(Québec) La Centrale des syndicats du Québec (CSQ) demande au gouvernement Legault d’imposer un mot d’ordre aux centres de services scolaires afin qu’ils retirent les enseignantes enceintes qui font l’objet d’un retrait préventif sans qu’elles soient tenues de faire d’autres tâches qui nécessitent des contacts avec des élèves.

Selon la centrale, près du tiers des centres de services scolaires où elle représente des syndicats réaffectent des enseignantes enceintes à d’autres tâches qui nécessitent qu’elles côtoient par la même occasion plusieurs élèves, parfois sans masque ou en bas d’une distance de deux mètres. Elle juge cette situation inacceptable dans le contexte d’une vague d’infections à la COVID-19.

Selon la vice-présidente de la CSQ, Line Camerlain, cet enjeu en matière de santé au travail survient dans les centres de services scolaires où la pénurie de main-d’œuvre est criante. « Mais on ne peut pas mettre à risque la santé des femmes enceintes et de leur futur bébé à cause de la pénurie de main-d’œuvre », affirme-t-elle.

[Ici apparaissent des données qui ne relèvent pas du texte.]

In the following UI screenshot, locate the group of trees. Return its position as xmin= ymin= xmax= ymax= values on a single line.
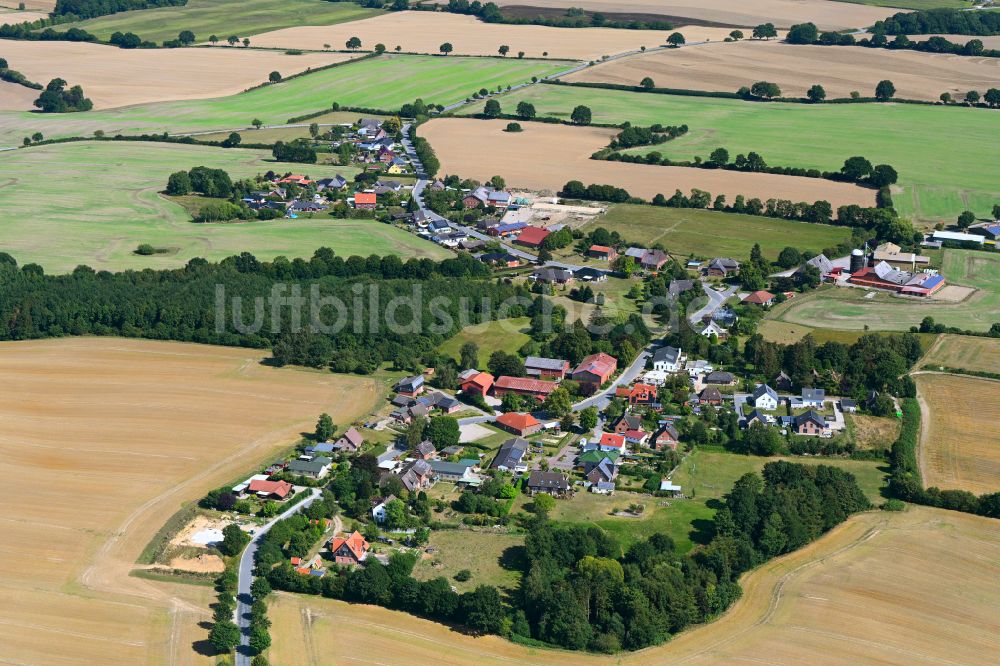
xmin=34 ymin=79 xmax=94 ymax=113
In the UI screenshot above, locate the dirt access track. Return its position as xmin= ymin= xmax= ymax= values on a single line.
xmin=565 ymin=40 xmax=1000 ymax=101
xmin=253 ymin=12 xmax=729 ymax=60
xmin=496 ymin=0 xmax=900 ymax=30
xmin=268 ymin=507 xmax=1000 ymax=666
xmin=0 ymin=40 xmax=353 ymax=111
xmin=417 ymin=118 xmax=875 ymax=210
xmin=0 ymin=338 xmax=382 ymax=665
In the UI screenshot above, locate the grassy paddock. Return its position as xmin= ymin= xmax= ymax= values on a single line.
xmin=767 ymin=250 xmax=1000 ymax=331
xmin=584 ymin=202 xmax=850 ymax=259
xmin=0 ymin=142 xmax=448 ymax=272
xmin=63 ymin=0 xmax=383 ymax=43
xmin=0 ymin=55 xmax=566 ymax=146
xmin=474 ymin=85 xmax=1000 ymax=220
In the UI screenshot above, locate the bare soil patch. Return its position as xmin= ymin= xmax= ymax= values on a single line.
xmin=915 ymin=374 xmax=1000 ymax=495
xmin=269 ymin=507 xmax=1000 ymax=666
xmin=0 ymin=40 xmax=352 ymax=109
xmin=488 ymin=0 xmax=899 ymax=30
xmin=566 ymin=40 xmax=1000 ymax=101
xmin=253 ymin=12 xmax=668 ymax=60
xmin=0 ymin=338 xmax=381 ymax=664
xmin=419 ymin=118 xmax=875 ymax=209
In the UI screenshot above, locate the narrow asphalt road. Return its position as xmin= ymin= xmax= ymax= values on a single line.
xmin=236 ymin=488 xmax=322 ymax=666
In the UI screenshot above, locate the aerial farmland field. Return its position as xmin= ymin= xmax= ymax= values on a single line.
xmin=767 ymin=250 xmax=1000 ymax=331
xmin=0 ymin=55 xmax=565 ymax=147
xmin=0 ymin=142 xmax=447 ymax=273
xmin=271 ymin=507 xmax=1000 ymax=666
xmin=0 ymin=338 xmax=382 ymax=664
xmin=477 ymin=85 xmax=1000 ymax=222
xmin=62 ymin=0 xmax=381 ymax=43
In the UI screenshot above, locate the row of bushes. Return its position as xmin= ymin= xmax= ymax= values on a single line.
xmin=889 ymin=398 xmax=1000 ymax=518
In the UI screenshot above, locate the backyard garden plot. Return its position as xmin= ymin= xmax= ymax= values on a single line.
xmin=0 ymin=41 xmax=352 ymax=110
xmin=0 ymin=142 xmax=448 ymax=273
xmin=0 ymin=54 xmax=565 ymax=147
xmin=0 ymin=338 xmax=384 ymax=664
xmin=73 ymin=0 xmax=382 ymax=43
xmin=566 ymin=40 xmax=1000 ymax=102
xmin=418 ymin=118 xmax=874 ymax=208
xmin=767 ymin=250 xmax=1000 ymax=331
xmin=581 ymin=204 xmax=850 ymax=259
xmin=915 ymin=374 xmax=1000 ymax=495
xmin=488 ymin=0 xmax=898 ymax=30
xmin=475 ymin=85 xmax=1000 ymax=223
xmin=253 ymin=11 xmax=666 ymax=59
xmin=270 ymin=507 xmax=1000 ymax=666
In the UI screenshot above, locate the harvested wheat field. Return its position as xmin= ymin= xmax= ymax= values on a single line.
xmin=496 ymin=0 xmax=899 ymax=30
xmin=0 ymin=41 xmax=352 ymax=109
xmin=0 ymin=338 xmax=380 ymax=664
xmin=0 ymin=81 xmax=41 ymax=111
xmin=418 ymin=118 xmax=875 ymax=209
xmin=269 ymin=507 xmax=1000 ymax=666
xmin=253 ymin=12 xmax=667 ymax=60
xmin=920 ymin=334 xmax=1000 ymax=373
xmin=914 ymin=372 xmax=1000 ymax=495
xmin=565 ymin=40 xmax=1000 ymax=101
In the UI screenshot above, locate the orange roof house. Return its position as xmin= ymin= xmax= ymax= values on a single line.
xmin=497 ymin=412 xmax=542 ymax=437
xmin=354 ymin=192 xmax=378 ymax=210
xmin=247 ymin=479 xmax=292 ymax=500
xmin=330 ymin=530 xmax=371 ymax=564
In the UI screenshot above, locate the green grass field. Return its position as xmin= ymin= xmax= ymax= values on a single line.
xmin=478 ymin=84 xmax=1000 ymax=220
xmin=438 ymin=317 xmax=531 ymax=370
xmin=767 ymin=250 xmax=1000 ymax=333
xmin=63 ymin=0 xmax=383 ymax=43
xmin=0 ymin=142 xmax=448 ymax=272
xmin=584 ymin=204 xmax=851 ymax=259
xmin=552 ymin=451 xmax=884 ymax=552
xmin=0 ymin=54 xmax=565 ymax=147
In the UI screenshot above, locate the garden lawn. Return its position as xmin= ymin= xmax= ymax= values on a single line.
xmin=478 ymin=81 xmax=1000 ymax=221
xmin=767 ymin=250 xmax=1000 ymax=333
xmin=63 ymin=0 xmax=382 ymax=43
xmin=584 ymin=204 xmax=851 ymax=260
xmin=0 ymin=142 xmax=448 ymax=273
xmin=438 ymin=317 xmax=531 ymax=370
xmin=0 ymin=54 xmax=566 ymax=147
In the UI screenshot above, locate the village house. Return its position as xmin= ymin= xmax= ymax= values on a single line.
xmin=748 ymin=384 xmax=778 ymax=412
xmin=246 ymin=479 xmax=292 ymax=502
xmin=458 ymin=368 xmax=493 ymax=398
xmin=653 ymin=423 xmax=680 ymax=451
xmin=490 ymin=437 xmax=531 ymax=473
xmin=572 ymin=352 xmax=618 ymax=394
xmin=330 ymin=530 xmax=371 ymax=566
xmin=493 ymin=376 xmax=559 ymax=402
xmin=496 ymin=412 xmax=542 ymax=437
xmin=743 ymin=289 xmax=775 ymax=308
xmin=653 ymin=347 xmax=684 ymax=372
xmin=524 ymin=356 xmax=569 ymax=380
xmin=587 ymin=245 xmax=618 ymax=261
xmin=333 ymin=426 xmax=365 ymax=453
xmin=528 ymin=469 xmax=569 ymax=497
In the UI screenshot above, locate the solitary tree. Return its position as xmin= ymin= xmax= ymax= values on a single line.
xmin=569 ymin=104 xmax=593 ymax=125
xmin=875 ymin=79 xmax=896 ymax=102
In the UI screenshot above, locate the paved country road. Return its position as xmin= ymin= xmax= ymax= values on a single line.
xmin=236 ymin=488 xmax=322 ymax=666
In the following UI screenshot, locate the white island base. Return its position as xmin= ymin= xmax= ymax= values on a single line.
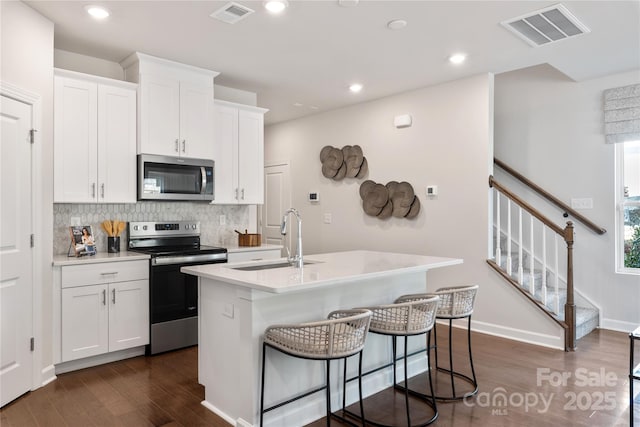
xmin=182 ymin=251 xmax=462 ymax=427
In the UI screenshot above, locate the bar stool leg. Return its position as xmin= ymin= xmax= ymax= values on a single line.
xmin=325 ymin=359 xmax=331 ymax=427
xmin=260 ymin=342 xmax=267 ymax=427
xmin=449 ymin=319 xmax=456 ymax=398
xmin=391 ymin=336 xmax=398 ymax=387
xmin=467 ymin=316 xmax=478 ymax=394
xmin=402 ymin=335 xmax=411 ymax=426
xmin=342 ymin=357 xmax=347 ymax=411
xmin=356 ymin=350 xmax=366 ymax=427
xmin=427 ymin=334 xmax=438 ymax=421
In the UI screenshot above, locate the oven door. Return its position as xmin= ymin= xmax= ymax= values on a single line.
xmin=147 ymin=254 xmax=226 ymax=355
xmin=149 ymin=264 xmax=198 ymax=324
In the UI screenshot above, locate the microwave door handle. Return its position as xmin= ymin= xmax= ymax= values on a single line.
xmin=200 ymin=166 xmax=207 ymax=194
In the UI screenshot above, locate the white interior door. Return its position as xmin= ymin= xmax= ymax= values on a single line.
xmin=261 ymin=163 xmax=291 ymax=256
xmin=0 ymin=96 xmax=33 ymax=406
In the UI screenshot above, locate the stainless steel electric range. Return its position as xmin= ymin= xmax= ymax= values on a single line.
xmin=128 ymin=221 xmax=227 ymax=354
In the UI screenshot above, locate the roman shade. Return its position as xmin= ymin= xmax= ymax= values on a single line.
xmin=604 ymin=84 xmax=640 ymax=144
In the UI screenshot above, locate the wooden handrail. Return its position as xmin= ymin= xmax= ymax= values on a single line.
xmin=488 ymin=175 xmax=580 ymax=351
xmin=493 ymin=157 xmax=607 ymax=234
xmin=489 ymin=175 xmax=564 ymax=237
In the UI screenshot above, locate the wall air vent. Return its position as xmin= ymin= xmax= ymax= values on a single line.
xmin=501 ymin=4 xmax=591 ymax=47
xmin=209 ymin=2 xmax=254 ymax=24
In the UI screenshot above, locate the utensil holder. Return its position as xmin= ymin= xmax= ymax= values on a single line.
xmin=238 ymin=233 xmax=262 ymax=246
xmin=107 ymin=236 xmax=120 ymax=254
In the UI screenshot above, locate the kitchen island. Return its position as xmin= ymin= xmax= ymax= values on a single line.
xmin=182 ymin=251 xmax=462 ymax=426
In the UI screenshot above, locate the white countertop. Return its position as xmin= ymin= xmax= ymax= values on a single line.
xmin=181 ymin=251 xmax=463 ymax=293
xmin=53 ymin=251 xmax=149 ymax=267
xmin=222 ymin=243 xmax=282 ymax=253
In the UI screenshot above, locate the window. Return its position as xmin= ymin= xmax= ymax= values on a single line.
xmin=616 ymin=141 xmax=640 ymax=274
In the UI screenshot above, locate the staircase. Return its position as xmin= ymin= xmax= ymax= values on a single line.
xmin=487 ymin=159 xmax=606 ymax=351
xmin=494 ymin=228 xmax=600 ymax=340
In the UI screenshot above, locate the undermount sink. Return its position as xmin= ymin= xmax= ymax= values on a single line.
xmin=232 ymin=261 xmax=315 ymax=271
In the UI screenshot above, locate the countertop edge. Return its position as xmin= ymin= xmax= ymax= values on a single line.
xmin=52 ymin=251 xmax=150 ymax=267
xmin=181 ymin=254 xmax=464 ymax=294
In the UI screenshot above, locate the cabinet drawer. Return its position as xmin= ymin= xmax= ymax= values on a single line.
xmin=61 ymin=260 xmax=149 ymax=288
xmin=227 ymin=249 xmax=282 ymax=262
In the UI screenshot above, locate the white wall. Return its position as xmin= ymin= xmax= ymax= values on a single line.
xmin=0 ymin=1 xmax=53 ymax=380
xmin=265 ymin=75 xmax=564 ymax=348
xmin=495 ymin=65 xmax=640 ymax=331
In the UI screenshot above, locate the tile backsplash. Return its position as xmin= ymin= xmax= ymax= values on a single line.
xmin=53 ymin=202 xmax=251 ymax=254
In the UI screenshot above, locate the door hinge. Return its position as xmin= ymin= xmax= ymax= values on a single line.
xmin=29 ymin=129 xmax=38 ymax=144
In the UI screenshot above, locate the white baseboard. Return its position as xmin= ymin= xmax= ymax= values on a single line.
xmin=201 ymin=353 xmax=427 ymax=427
xmin=600 ymin=319 xmax=639 ymax=333
xmin=55 ymin=346 xmax=145 ymax=374
xmin=40 ymin=365 xmax=57 ymax=387
xmin=464 ymin=320 xmax=564 ymax=350
xmin=200 ymin=400 xmax=235 ymax=426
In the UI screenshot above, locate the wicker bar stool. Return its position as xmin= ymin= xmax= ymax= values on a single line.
xmin=345 ymin=294 xmax=440 ymax=427
xmin=433 ymin=285 xmax=478 ymax=401
xmin=260 ymin=309 xmax=371 ymax=426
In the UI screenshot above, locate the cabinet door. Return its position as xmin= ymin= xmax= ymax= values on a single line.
xmin=109 ymin=280 xmax=149 ymax=351
xmin=180 ymin=82 xmax=213 ymax=159
xmin=62 ymin=285 xmax=109 ymax=362
xmin=98 ymin=84 xmax=136 ymax=203
xmin=238 ymin=110 xmax=264 ymax=204
xmin=212 ymin=105 xmax=238 ymax=204
xmin=138 ymin=74 xmax=180 ymax=156
xmin=53 ymin=76 xmax=98 ymax=203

Une lettre envoyée à Québec

En février dernier, la centrale syndicale a envoyé une lettre aux ministres Jean-François Roberge à l’Éducation, Jean Boulet au Travail et Christian Dubé à la Santé, afin de dénoncer cette situation. Dans cette missive, que La Presse a obtenue, la CSQ cite un avis émis en décembre par l’Institut de la santé publique du Québec (INSPQ) où il est écrit que « les travailleuses enceintes ayant reçu deux ou trois doses de vaccin ou ayant déjà fait la maladie avant décembre 2021 sont depuis considérées partiellement protégées ».

L’INSPQ poursuit ensuite en indiquant que les travailleuses enceintes doivent dans ce contexte « minimiser [leurs] contacts », « favoriser le télétravail » et « assurer une distanciation physique minimale de deux mètres », ce qui est impossible, juge le syndicat, en contexte scolaire.

« Vous comprendrez que nous avons d’énormes difficultés à concilier les recommandations de l’INSPQ et la réaffectation des travailleuses du milieu scolaire et, particulièrement, des enseignantes du primaire à des postes au secondaire, comme cela semble s’étendre présentement dans les centres de services scolaires », déplore la CSQ dans sa lettre.

« Comment peut-on limiter les contacts avec des personnes différentes en même temps et favoriser de petites équipes stables quand on place une femme enceinte dans une classe composée de 25 à 30 élèves, et même plus, au secondaire ? On s’éloigne encore plus de la recommandation de l’INSPQ quand la même personne se retrouve dans un autre groupe d’élèves à la période suivante et qu’elle rencontre parfois jusqu’à quatre et même cinq groupes dans une journée, c’est-à-dire possiblement 150 élèves », ajoute-t-elle.

Une situation jugée « indécente »

Le cabinet du ministre de l’Éducation, Jean-François Roberge, confirme avoir reçu la lettre de la centrale syndicale. Il affirme toutefois qu’il n’a pas l’intention de s’immiscer dans des cas spécifiques et que le syndicat doit s’adresser à la CNESST dans l’éventualité d’un litige entre une enseignante et un centre de services scolaire face à une question de retrait préventif.

Pour la CSQ, il est toutefois essentiel que tous les centres de services scolaires appliquent les règles sanitaires encadrant les retraits préventifs de la même façon. Le syndicat estime qu’il est « indécent » d’utiliser « les femmes enceintes pour combler les besoins qui ne peuvent être comblés autrement », et qu’il est « impossible compte tenu des effectifs de la [CNESST] de faire déplacer un inspecteur pour chaque cas » contesté entre une enseignante et son employeur.

« Si le programme PMSD a été créé, c’est pour protéger toutes les femmes enceintes et cette protection demeure primordiale, surtout lorsque l’INSPQ considère que les femmes enceintes sont moins protégées que la population en général lorsqu’il s’agit de la COVID-19 », affirme Line Camerlain.

« [La situation actuelle] bafoue les droits de ces femmes-là et c’est dangereux pour leur santé et pour celle de leur enfant à naître », juge-t-elle.